There are fundamentally three strands of theories about Stonehenge of how and why it
was built:
-The Archaeologist's viewpoint is based on observation, digs in and around Stonehenge,
carbon dating and conclusions at other Neolithic sites all around the British Isles.
- The Archaeoastronomer's viewpoint stems from the fact that nearly all the stones at
Stonehenge are precisely sited and correlate to significant events of the planets orbit like
solstices. A suggestion that Stonehenge is perhaps a place where ancient astronomy
took place, perhaps part driven by the need to predict agricultural seasons.

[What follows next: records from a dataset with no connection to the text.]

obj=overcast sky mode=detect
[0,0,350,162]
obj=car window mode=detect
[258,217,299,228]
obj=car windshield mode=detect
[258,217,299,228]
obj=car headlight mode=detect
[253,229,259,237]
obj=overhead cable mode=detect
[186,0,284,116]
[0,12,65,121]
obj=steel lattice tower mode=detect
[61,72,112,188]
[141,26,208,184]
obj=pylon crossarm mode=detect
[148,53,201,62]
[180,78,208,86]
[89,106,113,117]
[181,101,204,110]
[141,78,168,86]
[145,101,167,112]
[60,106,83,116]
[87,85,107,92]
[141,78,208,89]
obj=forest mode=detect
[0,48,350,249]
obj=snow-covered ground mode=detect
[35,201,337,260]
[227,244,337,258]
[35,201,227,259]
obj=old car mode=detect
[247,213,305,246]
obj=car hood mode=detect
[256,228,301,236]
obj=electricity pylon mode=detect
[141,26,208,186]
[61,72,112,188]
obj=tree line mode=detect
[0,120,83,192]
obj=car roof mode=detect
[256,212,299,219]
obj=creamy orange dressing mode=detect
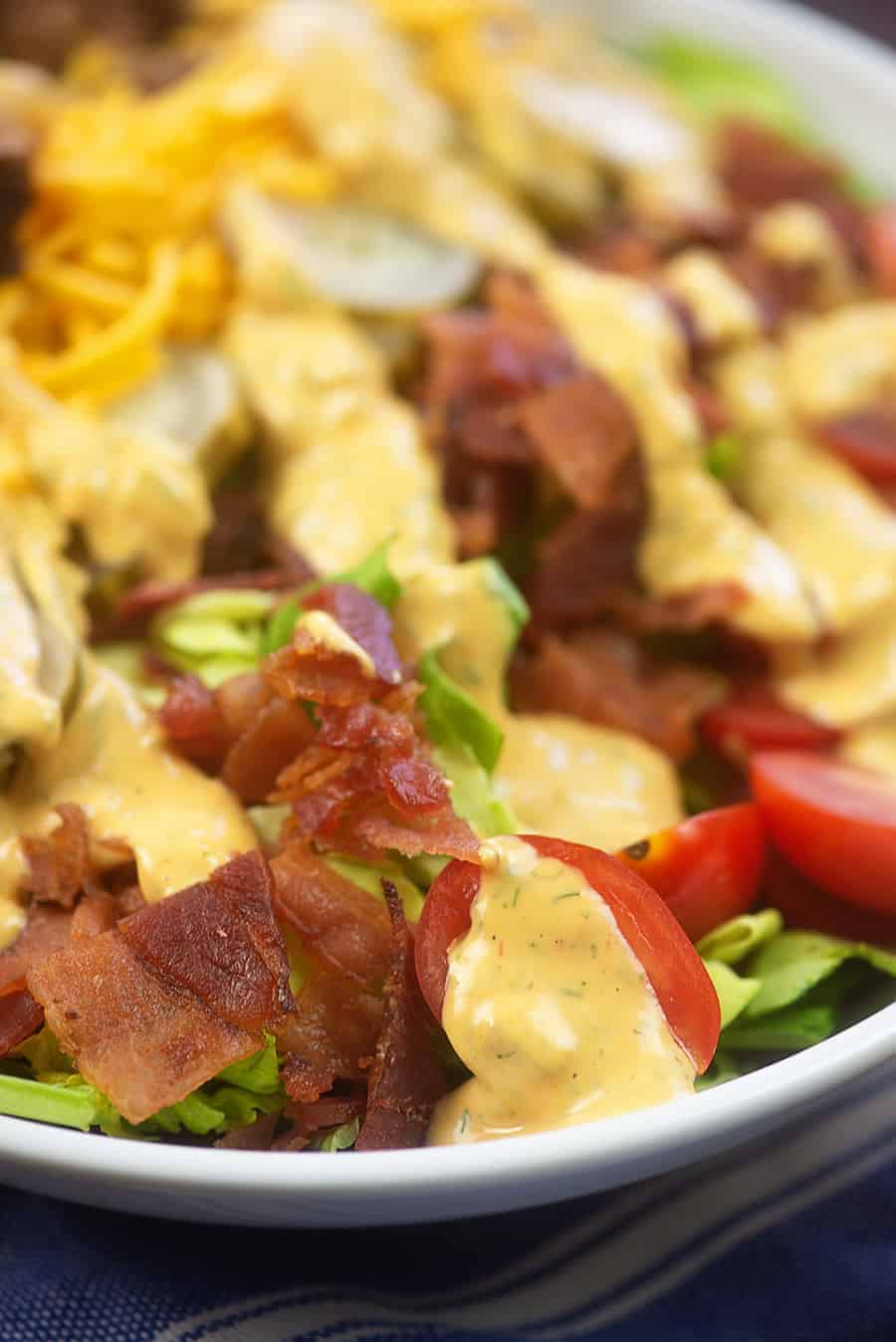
[428,839,695,1145]
[393,560,681,848]
[751,200,856,308]
[782,302,896,421]
[0,655,256,944]
[663,247,762,348]
[734,433,896,632]
[777,598,896,728]
[227,310,453,577]
[0,365,211,578]
[839,713,896,779]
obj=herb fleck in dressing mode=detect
[429,839,695,1145]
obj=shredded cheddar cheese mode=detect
[0,39,338,410]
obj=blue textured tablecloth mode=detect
[0,0,896,1342]
[0,1061,896,1342]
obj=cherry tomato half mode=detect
[818,406,896,485]
[750,751,896,913]
[416,834,721,1072]
[700,686,839,760]
[762,848,896,946]
[617,802,766,941]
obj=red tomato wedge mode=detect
[762,848,896,946]
[818,406,896,485]
[416,834,721,1072]
[700,686,839,760]
[617,802,766,941]
[750,751,896,913]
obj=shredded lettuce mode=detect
[706,432,743,485]
[417,648,505,773]
[326,853,422,923]
[640,36,811,141]
[698,909,896,1084]
[698,909,784,965]
[316,1118,360,1152]
[745,932,896,1017]
[150,587,275,689]
[704,960,761,1029]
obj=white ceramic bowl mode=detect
[0,0,896,1227]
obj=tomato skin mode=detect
[700,686,839,761]
[416,834,722,1072]
[617,802,766,941]
[750,751,896,914]
[762,848,896,946]
[818,406,896,485]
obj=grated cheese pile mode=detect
[0,13,338,410]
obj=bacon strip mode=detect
[356,880,447,1152]
[271,843,390,987]
[27,852,293,1123]
[0,988,43,1057]
[22,802,96,909]
[511,629,719,760]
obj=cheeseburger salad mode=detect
[0,0,896,1153]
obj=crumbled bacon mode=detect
[0,903,78,994]
[526,483,645,629]
[0,988,43,1057]
[274,1087,367,1152]
[27,852,293,1123]
[277,977,382,1103]
[221,698,314,805]
[518,373,637,512]
[270,682,479,860]
[22,802,96,909]
[271,843,389,987]
[158,675,229,769]
[861,205,896,298]
[355,880,445,1152]
[302,582,401,684]
[511,629,718,760]
[719,120,842,209]
[605,582,747,633]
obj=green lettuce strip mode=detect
[0,1026,286,1141]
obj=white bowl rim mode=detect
[0,0,896,1224]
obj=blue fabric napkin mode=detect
[0,1060,896,1342]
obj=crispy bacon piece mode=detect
[27,852,293,1123]
[271,843,390,987]
[158,675,229,771]
[0,988,43,1057]
[264,629,375,707]
[719,120,842,209]
[302,582,401,684]
[274,1087,367,1152]
[527,480,646,629]
[277,977,382,1104]
[356,880,445,1152]
[605,582,747,633]
[22,801,97,909]
[0,903,71,994]
[519,373,637,512]
[0,858,142,1057]
[271,682,479,861]
[861,205,896,298]
[221,698,314,805]
[215,1114,281,1152]
[511,629,718,760]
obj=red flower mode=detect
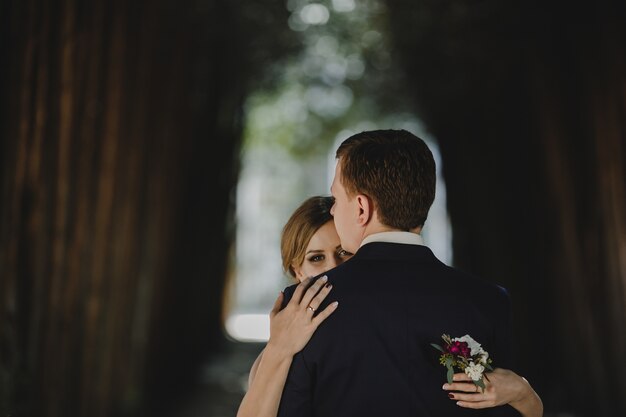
[448,341,472,358]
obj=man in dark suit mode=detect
[278,130,519,417]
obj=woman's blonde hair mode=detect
[280,196,334,278]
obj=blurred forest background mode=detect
[0,0,626,417]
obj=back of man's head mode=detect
[336,129,436,231]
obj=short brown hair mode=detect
[280,196,335,278]
[336,130,436,231]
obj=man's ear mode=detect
[356,194,374,226]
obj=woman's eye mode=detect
[337,249,353,257]
[309,255,324,262]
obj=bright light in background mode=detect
[226,314,270,342]
[225,0,452,342]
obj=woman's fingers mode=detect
[456,401,494,409]
[443,379,480,392]
[289,277,313,304]
[270,291,285,318]
[307,283,333,313]
[300,275,328,309]
[312,301,339,327]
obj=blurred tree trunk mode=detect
[389,1,626,416]
[0,0,288,417]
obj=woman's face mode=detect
[293,220,352,281]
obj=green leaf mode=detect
[447,366,454,384]
[430,343,445,352]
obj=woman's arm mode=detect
[237,277,337,417]
[443,368,543,417]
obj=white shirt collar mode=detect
[361,231,424,246]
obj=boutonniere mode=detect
[431,334,493,392]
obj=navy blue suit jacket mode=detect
[278,242,519,417]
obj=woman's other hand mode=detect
[265,276,338,356]
[443,368,543,416]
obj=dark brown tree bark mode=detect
[0,0,292,417]
[389,1,626,416]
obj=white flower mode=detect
[452,334,484,356]
[465,362,485,381]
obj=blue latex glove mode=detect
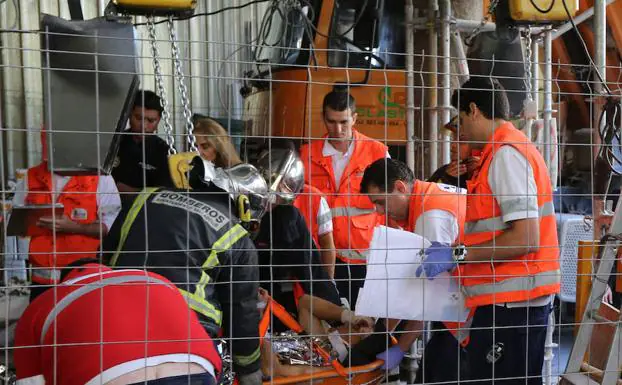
[417,242,456,279]
[376,345,404,370]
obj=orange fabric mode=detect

-The New Age viewpoint is a loose term we have used to summarise a spiritual input.
Religion for want of a better term in Neolithic times had similarities to pagan religions
But both of these mysteries seem to have been solved by an archeologist who published
his findings not long ago in the Journal of British Archaeology. Seems the two largest
stones weren’t placed by humans but had been in place for millions of years before
humans decided to create a monument around them.